Okay, I was dishonest in the title of this post. Not all Norwegians have heart disease. But almost all Norwegian men are (if we believe the prevailing guidelines) at high risk for heart disease.
Like most Americans, I spend very little time thinking about Norwegians. The great Chicago columnist Mike Royko once pointed out that in the ethnic melting pot of Chicago, you can hear jokes about the Irish, Jews, Italians, Poles, African-Americans, Mexicans, Puerto Ricans, French, British, Russians and Germans. He even remembered some jokes about Swedes. But when he asked around, nobody could remember ever hearing a joke about Norwegians. Royko even tracked down a Norwegian-American acquaintance who confirmed, “Naw, nobody tells jokes about us. We’re too nice.”
I got thinking about the Norwegians this weekend while answering comments on my post about the Spanish Paradox. I remembered logging a study about Norwegians and their risk of heart disease into my database and pulled it up. Here are some quotes from the study:
Since the first US Framingham model for predicting heart disease risk was published in 1991, it has become ever more widely recommended that doctors in primary care carry out risk assessment by combining several risk factors for cardiovascular disease using algorithms. Until recently most risk equations have been derived from the Framingham study, but these calculations tended to overestimate risk in the European context.
Actually, the Framingham model is lousy at predicting heart disease in the American context as well. But let’s move on.
A new European risk scoring system for cardiovascular disease, based on the first phase of the systematic coronary risk evaluation (SCORE) project, was presented in 2003. The system is based on a pooled dataset of cohort studies from 12 European countries, among these Norway, and offers a format for estimating fatal cardiovascular disease risk that is suitable for clinical practice.
After explaining those guidelines, the researchers report on the results of applying them to data collected from several thousand Norwegians. Here’s what they found:
At age 40, 22.5% of women and 85.9% of men were at high risk of cardiovascular disease. Corresponding numbers at age 50 were 39.5% and 88.7%, and at age 65 were 84.0% and 91.6%. At age 40, one out of 10 women and no men would be classified at low risk for cardiovascular disease.
Hmmm … people in Norway must be dropping like flies from heart disease, at least according to the prevailing guidelines for estimating heart-disease risk … you know, cholesterol levels and all that stuff.
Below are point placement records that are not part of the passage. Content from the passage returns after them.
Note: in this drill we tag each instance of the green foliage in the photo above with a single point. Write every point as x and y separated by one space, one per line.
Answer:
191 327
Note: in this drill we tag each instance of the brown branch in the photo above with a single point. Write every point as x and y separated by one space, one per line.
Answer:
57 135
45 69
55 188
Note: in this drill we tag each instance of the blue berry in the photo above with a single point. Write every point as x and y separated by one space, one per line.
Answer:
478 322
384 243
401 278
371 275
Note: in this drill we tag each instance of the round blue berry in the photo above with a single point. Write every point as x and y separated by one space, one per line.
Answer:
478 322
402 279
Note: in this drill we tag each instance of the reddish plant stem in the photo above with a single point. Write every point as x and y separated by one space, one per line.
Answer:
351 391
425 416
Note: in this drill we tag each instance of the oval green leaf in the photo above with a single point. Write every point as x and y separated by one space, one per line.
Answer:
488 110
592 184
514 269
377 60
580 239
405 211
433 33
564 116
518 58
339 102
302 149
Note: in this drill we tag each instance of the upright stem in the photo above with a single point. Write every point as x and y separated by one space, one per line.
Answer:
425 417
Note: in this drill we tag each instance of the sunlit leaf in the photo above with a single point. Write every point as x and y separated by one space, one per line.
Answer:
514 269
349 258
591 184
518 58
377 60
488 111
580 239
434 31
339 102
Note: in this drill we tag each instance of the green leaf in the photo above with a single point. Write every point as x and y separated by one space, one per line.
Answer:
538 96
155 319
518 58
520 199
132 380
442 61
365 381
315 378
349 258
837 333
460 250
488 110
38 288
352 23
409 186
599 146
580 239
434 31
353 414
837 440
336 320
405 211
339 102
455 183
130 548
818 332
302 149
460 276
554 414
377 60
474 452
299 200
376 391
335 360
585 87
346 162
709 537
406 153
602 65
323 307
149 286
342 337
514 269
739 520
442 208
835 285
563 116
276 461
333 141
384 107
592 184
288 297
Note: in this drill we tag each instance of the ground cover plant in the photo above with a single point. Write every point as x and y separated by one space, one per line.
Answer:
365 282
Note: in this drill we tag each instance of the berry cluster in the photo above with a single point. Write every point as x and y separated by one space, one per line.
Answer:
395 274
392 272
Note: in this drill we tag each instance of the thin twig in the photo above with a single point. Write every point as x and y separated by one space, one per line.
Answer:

Here again is the American Heart Association’s chart showing rates of cardiovascular disease around the world:
You’ll notice Norway is down toward the lower end of the scale – not as low as France or Spain, but lower than the U.S., U.K. or Germany.
For once, the researchers recognize that the current guidelines are poppycock. They don’t put it quite that way, of course. Their language is more academic and polite:
Implementation of European guidelines to prevent cardiovascular disease would label most people in an unselected Norwegian population at high risk of fatal disease from age 40
The validity of the evidence base of the guidelines is questionable and predicts practical and ethical dilemmas related to resource allocation and clinical counselling.
Any overestimation of a person’s risk for cardiovascular disease can have important implications. Apart from causing unnecessary concern, it undermines the patient’s informed choice for intervention. It is also likely to increase prescribing costs and affect life insurance premiums.
Yup. First thing you know, your doctor is scaring the bejeezus out of you and talking you into taking statins.
Over the weekend, I also had a mini-debate on Twitter with someone who insisted the French paradox is probably a matter of genetics. I pointed out that waves of French moved to England to become landowners after the Norman Conquest and that the French and English have been intermarrying for hundreds of years. I doubt that there’s a big difference between French DNA and British DNA. He didn’t buy it and tweeted a link to a document detailing the marked genetic differences among Europeans. He apparently didn’t notice that the document he linked described differences among Europeans separated by the Alps for most of history.
Look at the AHA chart one more time. Scotland and Ireland are near the top. England and Wales are near the middle. Now go find Australia. I’ll give you minute …
… Find it? Yup, Australia is near the bottom. My Australian readers can correct me if I’m wrong, but I’m pretty sure we can’t explain away the “Australian Paradox” by suggesting Australians are genetically distinct from the Irish, Scots and Brits.
So we have the Spanish, who are in “poor cardiovascular health” according to current guidelines, but have a low rate of heart disease. We have the Norwegians, nearly all of whom are at a high risk of heart disease according to current guidelines, but have a relatively low rate of heart disease.
I’m thinking the problem is with the current guidelines. Nice to see some researchers say as much.